Tuesday, December 16, 2008

A Health Ramble

Is it my own shift in perspective, or is the "be thin and live forever" market beginning to lose it's edge? The same tired lines, the ever increasing desperation to sell as many magic pills as possible before someone catches on... Weight loss promises seem to be going the way of so many modern Americana trends, and commercials for weight loss now seem at home on the late night infomercial slot sandwiched between the miracle shammy and the gadget that lets you cook chicken on your carburetor. In other words, it's getting old, and it seems people are now looking for the next big thing to throw time and money at in hopes of an eternal life. Maybe if we're lucky it'll be HAES.

At what point do we realize that everyone, fat, thin, smoking, vegan, kosher and jogging, will one day die. Odds are they will also get sick first. The idea that artificial thinness somehow grants immortality or control over fate is so ridiculous that even I have problems believing that I bought it for so long.

If someone does, by some fluke, break through the barrier of immortality, we all know that it'll be some rancher in Wyoming who chain smokes and eats steak at every meal. That's how the universe works. Irony is the subtle weapon it uses to poke at our illusions of control.

In the meantime, I have gone from being able to say "I'm fat but I'm perfectly healthy" to PCOS. Which means I have to say, "There are plenty of healthy fat people, I'm just not one of them." Somehow it lacks oomph in my own mind, even though either argument will fail if someone is truly determined against the idea.
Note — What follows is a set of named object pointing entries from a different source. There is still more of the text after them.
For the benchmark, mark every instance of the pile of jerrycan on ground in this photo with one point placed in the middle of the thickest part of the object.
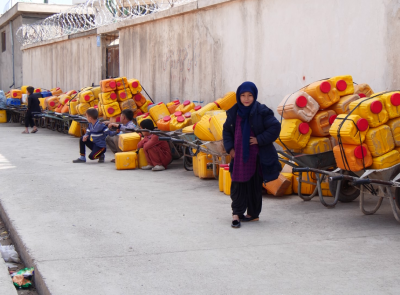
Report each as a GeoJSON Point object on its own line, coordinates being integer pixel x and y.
{"type": "Point", "coordinates": [361, 127]}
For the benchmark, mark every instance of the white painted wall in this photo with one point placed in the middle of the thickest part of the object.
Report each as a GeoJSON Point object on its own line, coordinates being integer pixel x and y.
{"type": "Point", "coordinates": [274, 43]}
It's even a bit unfair to myself, as I am relatively healthy outside of PCOS. It doesn't mean that I don't feel that my body has somehow let me down, or fear that having something wrong with me will give fat-haters an "aha!" trump in any discussion, but in all honesty I'm still generally healthy, regardless of weight. Who knows what it all means in the end, except that perhaps it never really mattered in the first place. Health has always been a red herring for the underlying issue that human beings will always need a group to feel superior over. In the absence of an official hierarchy, an unofficial one will always spring into being. At some point weight was selected in the public mind to be the basis of that hierarchy, and here we are today supporting a $50 billion weight loss industry.

That begs the question...are the thin really at the top of any social scale, or are we simply duped by industry advertising dollars into thinking they should be?

3 comments:

Anonymous said...

Last week, my sister buried her 41 year old, thin, health nut, marathon running brother in law.
He died of an anurysm.
Earlier in the year he was diagnosed with hypothyroid which upset him because he "did everything right".
I'm sorry but exercise, fruits and vegetables aren't going to keep you from getting sick and dying.
People should stop obsessing, live the best life you can, take care of yourself the best you can and please stop giving the medical community the ammo it needs to put the blame on the patient.

Anonymous said...

I saw a newspaper article the other day which said that fewer women are dieting (only 26%) than in the previous few decades; so I think you're right about the frenzy dieing down.

Best of luck with your PCOS.

Anonymous said...

I understand where you are coming from. I believe in the virtues of HAES. Whereas if someone needs to exercise and they lose weight as a side effect, then that's one thing but being fat is seen as some disease that's the end of the world and it's not. No matter what size you are, you should be moving around, eating moderately, etc.